The purchaser alleged that it was entitled to compensation because the vendor had engaged in unconscionable conduct within the meaning of the unwritten law and the terms of section 21(1) of the Australian Consumer Law.
Justice Emmett set out these considerations in relation to restitution:
It may be that Sieve-Storm would be entitled to restitution, to the extent that Ms Murphy has benefited from the payments made by Sieve-Storm.
However, allowance would need to be made for a reasonable occupation fee for the possession of the Robertson Road Property and the Gillies Street Property enjoyed by Sieve-Storm. Alternatively, Sieve-Storm would be required to bring to account moneys received by it from the occupiers of the Robertson Road Property and the Gillies Street Property.

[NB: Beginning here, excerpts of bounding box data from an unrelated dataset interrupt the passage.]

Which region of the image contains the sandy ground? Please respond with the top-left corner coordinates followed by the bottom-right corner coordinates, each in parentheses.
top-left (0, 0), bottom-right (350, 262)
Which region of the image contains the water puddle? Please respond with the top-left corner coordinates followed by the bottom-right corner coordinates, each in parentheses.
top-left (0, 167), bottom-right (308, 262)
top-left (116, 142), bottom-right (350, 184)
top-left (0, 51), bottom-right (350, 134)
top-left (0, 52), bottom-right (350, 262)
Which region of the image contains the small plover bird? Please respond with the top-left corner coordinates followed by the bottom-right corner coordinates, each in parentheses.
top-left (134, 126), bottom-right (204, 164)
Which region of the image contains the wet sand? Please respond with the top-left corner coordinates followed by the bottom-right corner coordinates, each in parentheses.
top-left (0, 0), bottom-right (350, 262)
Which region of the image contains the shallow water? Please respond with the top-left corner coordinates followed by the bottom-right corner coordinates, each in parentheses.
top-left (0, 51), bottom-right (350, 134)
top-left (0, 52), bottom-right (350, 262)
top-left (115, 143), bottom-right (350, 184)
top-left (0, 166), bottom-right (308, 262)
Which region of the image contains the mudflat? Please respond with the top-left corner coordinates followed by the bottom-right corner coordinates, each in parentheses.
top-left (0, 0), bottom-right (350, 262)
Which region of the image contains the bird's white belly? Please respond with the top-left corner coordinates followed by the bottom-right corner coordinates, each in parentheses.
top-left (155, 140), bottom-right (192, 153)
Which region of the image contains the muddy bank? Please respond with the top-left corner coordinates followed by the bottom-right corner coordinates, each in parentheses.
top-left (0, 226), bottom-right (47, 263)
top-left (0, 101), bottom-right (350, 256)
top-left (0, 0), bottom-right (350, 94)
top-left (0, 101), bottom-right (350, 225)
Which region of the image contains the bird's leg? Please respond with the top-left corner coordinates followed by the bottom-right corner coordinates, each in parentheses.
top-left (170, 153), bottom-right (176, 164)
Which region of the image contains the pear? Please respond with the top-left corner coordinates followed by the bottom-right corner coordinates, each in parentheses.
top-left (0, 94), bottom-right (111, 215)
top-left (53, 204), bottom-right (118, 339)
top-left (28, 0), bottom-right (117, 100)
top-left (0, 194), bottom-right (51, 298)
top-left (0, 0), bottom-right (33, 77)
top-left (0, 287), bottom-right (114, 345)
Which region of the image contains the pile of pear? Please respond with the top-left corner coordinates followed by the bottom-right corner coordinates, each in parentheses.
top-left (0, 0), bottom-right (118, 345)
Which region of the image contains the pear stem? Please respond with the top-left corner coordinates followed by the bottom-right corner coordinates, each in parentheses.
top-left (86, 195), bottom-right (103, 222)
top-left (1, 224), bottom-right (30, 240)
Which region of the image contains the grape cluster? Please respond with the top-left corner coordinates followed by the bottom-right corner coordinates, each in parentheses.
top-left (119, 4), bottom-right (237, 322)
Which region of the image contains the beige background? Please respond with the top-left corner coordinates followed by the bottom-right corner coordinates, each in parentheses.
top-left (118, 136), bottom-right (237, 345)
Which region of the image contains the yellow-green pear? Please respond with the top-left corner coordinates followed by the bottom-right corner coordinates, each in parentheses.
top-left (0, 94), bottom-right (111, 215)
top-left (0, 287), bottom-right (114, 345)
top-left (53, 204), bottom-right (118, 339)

The facts in this case did not follow the usual pattern of a purchase option in which a substantial option fee is paid on entry of the option. If the purchaser is granted possession, market rental and outgoings (Council rates, water rates and insurance) are paid.
In this case the purchaser was entrepreneurial. It paid a $1 option fee on entry of the option, was given possession, and paid the vendor’s mortgage payments and outgoings. The purchaser made a profit by sub-letting both properties to occupiers for more money than it paid to Ms Murphy. It also had the opportunity to sell the property at a higher price than the option price.
Justice Emmett made these concluding comments:
No claim for restitution or unjust enrichment has been quantified by Sieve-Storm, nor has Sieve-Storm applied for the taking of accounts. Having regard to the [fact] that Sieve-Storm received more from occupiers that it paid to Ms Murphy, it may be that no such application will be made.
It follows from the conclusions I have reached above that Sieve-Storm has failed to establish any entitlement to relief. The proceedings should therefore be dismissed with costs.
Conclusions
The provisions dealing with Options for Purchase of Residential Property in the Conveyancing Act1919 contain several ‘trip wires’ which can either be used to treat the option as void (e.g. 66ZG) or to rescind and make the option void (e.g. 66ZH and 66ZI).
Either the vendor or the purchaser can use these ‘trip wires’ to rescind an option.
In this case, the vendor succeeded in rescinding the options without refunding over $50,000 she received under each option and without payment of compensation for unjust enrichment.
The decision is a warning to both the vendor and the purchaser legal advisers that they need to strictly comply with the Conveyancing Act 1919 when entering into an option for purchase of residential property.